The Master's degree in Computer Engineering for Robotics and Smart Industry provides students with knowledge and skills typical of information engineering enabling them to identify, formulate, analyze and solve problems related to the design, integration, and management of industrial production systems. The course aims to train graduates with advanced skills in strategic and innovative sectors, such as industrial robotics, cyber-physical systems, information processing of large amounts of data, digital manufacturing. The application domain includes the use of information technology in the industrial environment to automate manufacturing processes.
The Master's program includes basic training, which deepens and extends the knowledge obtained in computer science and engineering Bachelor courses, providing the student with a set of tools suitable for tackling non-trivial problems in the industrial context, and a series of courses related to different professional paths. These teachings will provide state-of-the-art knowledge in dynamic systems, robotics, computational vision, machine learning and artificial intelligence, industrial plants, and advanced simulation and interaction techniques. Students will have the possibility of having practical training in specialized laboratories as well as internships in local companies.
Quality Assurance
The quality of a degree program is the extent to which it achieves its educational objectives and meets the quality requirements of the educational activities offered, which are determined in line with the needs and expectations of students and representatives of the world of work.
This program has adopted a teaching Quality Assurance system in line with the University’s quality assurance guidelines and based on the e ANVUR national quality assurance guidelines, by carrying out the following activities:
- periodic consultations with representatives of the world of work to assess the adequacy of the cultural and professional profiles offered in their courses;
- design of educational contents and planning of resources;
- organization of educational activities and teaching services;
- monitoring the effectiveness of teaching and planning measures to improve teaching and services;
- provision of complete and up-to-date information on its website, relating to the program (professional roles, expected learning outcomes, learning activities).

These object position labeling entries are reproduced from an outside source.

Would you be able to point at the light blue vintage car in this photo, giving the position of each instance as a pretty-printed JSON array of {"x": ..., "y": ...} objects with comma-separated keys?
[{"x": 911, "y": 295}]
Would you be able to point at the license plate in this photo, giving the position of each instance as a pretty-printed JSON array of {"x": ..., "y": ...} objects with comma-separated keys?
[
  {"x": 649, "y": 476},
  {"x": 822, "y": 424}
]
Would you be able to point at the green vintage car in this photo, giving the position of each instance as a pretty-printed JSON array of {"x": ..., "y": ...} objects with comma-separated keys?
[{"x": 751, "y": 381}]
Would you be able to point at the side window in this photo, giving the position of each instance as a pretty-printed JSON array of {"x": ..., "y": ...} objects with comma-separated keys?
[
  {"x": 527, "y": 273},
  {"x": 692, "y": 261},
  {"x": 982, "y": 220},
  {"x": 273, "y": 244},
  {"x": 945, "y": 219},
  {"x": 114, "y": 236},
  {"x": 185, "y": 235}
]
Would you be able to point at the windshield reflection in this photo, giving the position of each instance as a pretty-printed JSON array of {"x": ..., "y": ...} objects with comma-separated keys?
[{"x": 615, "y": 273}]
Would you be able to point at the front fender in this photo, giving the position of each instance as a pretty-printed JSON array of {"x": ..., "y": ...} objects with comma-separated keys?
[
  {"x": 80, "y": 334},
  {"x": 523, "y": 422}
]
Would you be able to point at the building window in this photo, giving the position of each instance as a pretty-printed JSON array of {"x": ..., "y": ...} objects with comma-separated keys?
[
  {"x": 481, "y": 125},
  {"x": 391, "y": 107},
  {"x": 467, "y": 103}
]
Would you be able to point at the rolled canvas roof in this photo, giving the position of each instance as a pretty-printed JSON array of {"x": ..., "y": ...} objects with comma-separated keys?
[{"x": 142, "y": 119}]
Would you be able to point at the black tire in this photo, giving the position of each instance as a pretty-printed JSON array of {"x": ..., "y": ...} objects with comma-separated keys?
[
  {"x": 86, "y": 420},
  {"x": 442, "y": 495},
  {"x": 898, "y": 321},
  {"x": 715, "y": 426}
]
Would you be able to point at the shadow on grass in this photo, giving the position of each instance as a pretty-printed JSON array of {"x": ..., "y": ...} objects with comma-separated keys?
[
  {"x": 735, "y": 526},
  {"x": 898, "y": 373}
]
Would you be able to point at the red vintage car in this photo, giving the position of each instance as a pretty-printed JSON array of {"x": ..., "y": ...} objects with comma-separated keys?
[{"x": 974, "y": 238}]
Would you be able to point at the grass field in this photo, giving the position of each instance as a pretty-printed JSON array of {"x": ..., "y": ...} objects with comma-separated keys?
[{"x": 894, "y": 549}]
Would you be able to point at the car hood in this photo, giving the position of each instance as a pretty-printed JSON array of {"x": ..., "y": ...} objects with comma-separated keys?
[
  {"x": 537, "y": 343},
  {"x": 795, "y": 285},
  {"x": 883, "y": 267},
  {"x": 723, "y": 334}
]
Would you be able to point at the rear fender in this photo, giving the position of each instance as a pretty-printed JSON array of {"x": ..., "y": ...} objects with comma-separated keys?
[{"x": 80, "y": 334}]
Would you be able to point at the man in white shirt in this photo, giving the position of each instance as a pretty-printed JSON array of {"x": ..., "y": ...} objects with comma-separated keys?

The above activities are scheduled and interrelated, based on the PDCA principles (Plan, Do, Check, Act).
In a Quality Assurance system, students play a fundamental role: each student can play their part by participating in the Quality Assurance groups of their degree program and in the Faculty-Student Joint Committees or, more simply, by taking part in the Student Survey on teaching, or questionnaires. It’s in this context that specific workshops for student representatives (‘Laboratori di rappresentanza attiva’) are periodically made available to students by the University and the University’s Quality Assurance Board.